Last Stop Vienna
- Author: Andrew Nagorski
- Language: English
- Genre: sensational novel
- Publisher: Simon & Schuster
- Publication date: 2003
- Publication place: United States
- Media type: Print hardcover

= Last Stop Vienna =

2003 novel by Andrew Nagorski

Last Stop Vienna is a sensational novel by Andrew Nagorski about the early years of the Nazi movement in Germany, published in 2003 by Simon & Schuster in the United States.

== Plot ==
Last Stop Vienna is a combination of fiction, fact-based novel and alternate history. The protagonist, the young German Karl Naumann, comes into contact with a group of right-wing youths and Freikorps units in post-war Berlin after the loss of his father and brother, who were killed in World War I. His mentor Otto Strasser sends him to Munich, where he is to make contact with the nascent National Socialist movement and its leader Adolf Hitler. In Bavaria, Karl Naumann gets close to the SA and Hitler Youth structures, and meets prominent Nazi activists. One of these is Gregor Strasser, Otto's brother, who actively and unreservedly commits himself to the NSDAP side, while Otto is more critical of Hitler and wishes to remain independent.

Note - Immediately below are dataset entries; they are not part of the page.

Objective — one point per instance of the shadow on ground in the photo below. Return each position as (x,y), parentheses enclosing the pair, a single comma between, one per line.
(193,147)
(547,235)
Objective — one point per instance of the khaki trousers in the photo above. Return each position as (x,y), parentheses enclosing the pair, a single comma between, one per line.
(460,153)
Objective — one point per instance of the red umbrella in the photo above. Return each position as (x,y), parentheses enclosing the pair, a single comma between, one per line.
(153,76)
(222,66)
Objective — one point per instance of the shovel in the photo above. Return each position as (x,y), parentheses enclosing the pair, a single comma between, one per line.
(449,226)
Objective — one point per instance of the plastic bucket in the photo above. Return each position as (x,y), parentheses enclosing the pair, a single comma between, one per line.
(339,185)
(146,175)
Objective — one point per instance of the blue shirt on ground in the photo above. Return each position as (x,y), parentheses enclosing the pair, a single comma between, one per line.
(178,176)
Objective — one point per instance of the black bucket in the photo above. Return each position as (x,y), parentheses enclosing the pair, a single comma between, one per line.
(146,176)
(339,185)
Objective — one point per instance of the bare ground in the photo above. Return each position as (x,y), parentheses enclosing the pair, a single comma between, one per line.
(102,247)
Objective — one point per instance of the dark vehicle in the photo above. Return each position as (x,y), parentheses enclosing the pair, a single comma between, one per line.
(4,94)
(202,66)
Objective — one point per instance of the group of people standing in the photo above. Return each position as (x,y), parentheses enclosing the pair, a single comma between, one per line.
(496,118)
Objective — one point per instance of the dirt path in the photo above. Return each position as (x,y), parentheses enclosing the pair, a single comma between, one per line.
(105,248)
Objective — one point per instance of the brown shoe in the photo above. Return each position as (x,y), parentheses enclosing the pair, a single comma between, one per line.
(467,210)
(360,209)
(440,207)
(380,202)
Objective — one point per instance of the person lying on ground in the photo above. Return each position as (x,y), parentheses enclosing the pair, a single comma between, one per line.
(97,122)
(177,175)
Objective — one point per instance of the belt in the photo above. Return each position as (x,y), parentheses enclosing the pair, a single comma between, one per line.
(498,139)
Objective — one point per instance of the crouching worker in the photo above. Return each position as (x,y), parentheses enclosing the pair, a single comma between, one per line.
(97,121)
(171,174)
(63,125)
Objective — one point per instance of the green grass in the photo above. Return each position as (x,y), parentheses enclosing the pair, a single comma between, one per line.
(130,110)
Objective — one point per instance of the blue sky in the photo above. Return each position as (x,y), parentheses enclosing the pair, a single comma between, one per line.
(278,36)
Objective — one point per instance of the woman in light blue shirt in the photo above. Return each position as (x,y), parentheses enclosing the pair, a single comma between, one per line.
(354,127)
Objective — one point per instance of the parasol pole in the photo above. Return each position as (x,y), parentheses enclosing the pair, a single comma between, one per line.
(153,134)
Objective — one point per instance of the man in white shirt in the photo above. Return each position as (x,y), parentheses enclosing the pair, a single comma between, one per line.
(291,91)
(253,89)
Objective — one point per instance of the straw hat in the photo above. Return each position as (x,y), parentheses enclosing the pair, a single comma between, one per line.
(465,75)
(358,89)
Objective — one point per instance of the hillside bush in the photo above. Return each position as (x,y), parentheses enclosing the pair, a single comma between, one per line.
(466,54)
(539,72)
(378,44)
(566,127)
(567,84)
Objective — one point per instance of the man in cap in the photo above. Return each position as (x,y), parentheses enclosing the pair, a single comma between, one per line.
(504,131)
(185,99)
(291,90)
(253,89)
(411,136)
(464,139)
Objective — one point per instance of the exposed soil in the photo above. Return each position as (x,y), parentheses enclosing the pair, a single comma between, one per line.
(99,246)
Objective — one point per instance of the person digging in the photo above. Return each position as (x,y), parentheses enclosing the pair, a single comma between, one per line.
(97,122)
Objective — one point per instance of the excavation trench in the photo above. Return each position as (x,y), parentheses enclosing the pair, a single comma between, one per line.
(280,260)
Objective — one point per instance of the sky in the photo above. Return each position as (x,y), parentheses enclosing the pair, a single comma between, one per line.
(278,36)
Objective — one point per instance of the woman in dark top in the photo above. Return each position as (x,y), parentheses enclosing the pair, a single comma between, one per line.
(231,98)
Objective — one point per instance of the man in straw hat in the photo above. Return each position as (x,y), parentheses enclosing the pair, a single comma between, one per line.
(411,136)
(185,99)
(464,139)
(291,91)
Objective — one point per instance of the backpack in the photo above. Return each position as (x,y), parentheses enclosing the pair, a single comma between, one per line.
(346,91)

In addition to the political themes, the novel also contains emotional ones – a description of the protagonist's maturation process and his relationships with women. Against this background also appears the character of Geli Raubal, Hitler's niece, and her complex and tragic relationship with Hitler.

== Reception ==
According to Publishers Weekly:

A former Berlin bureau chief for Newsweek, Nagorski captures the city faithfully, convincingly imagining the to and fro of everyday life in the 1920s. The book offers a fascinating account of the power struggles between Hitler and rival Nazi leaders, but focuses primarily on the small events and individual actions that lay the foundation for Nazi rule.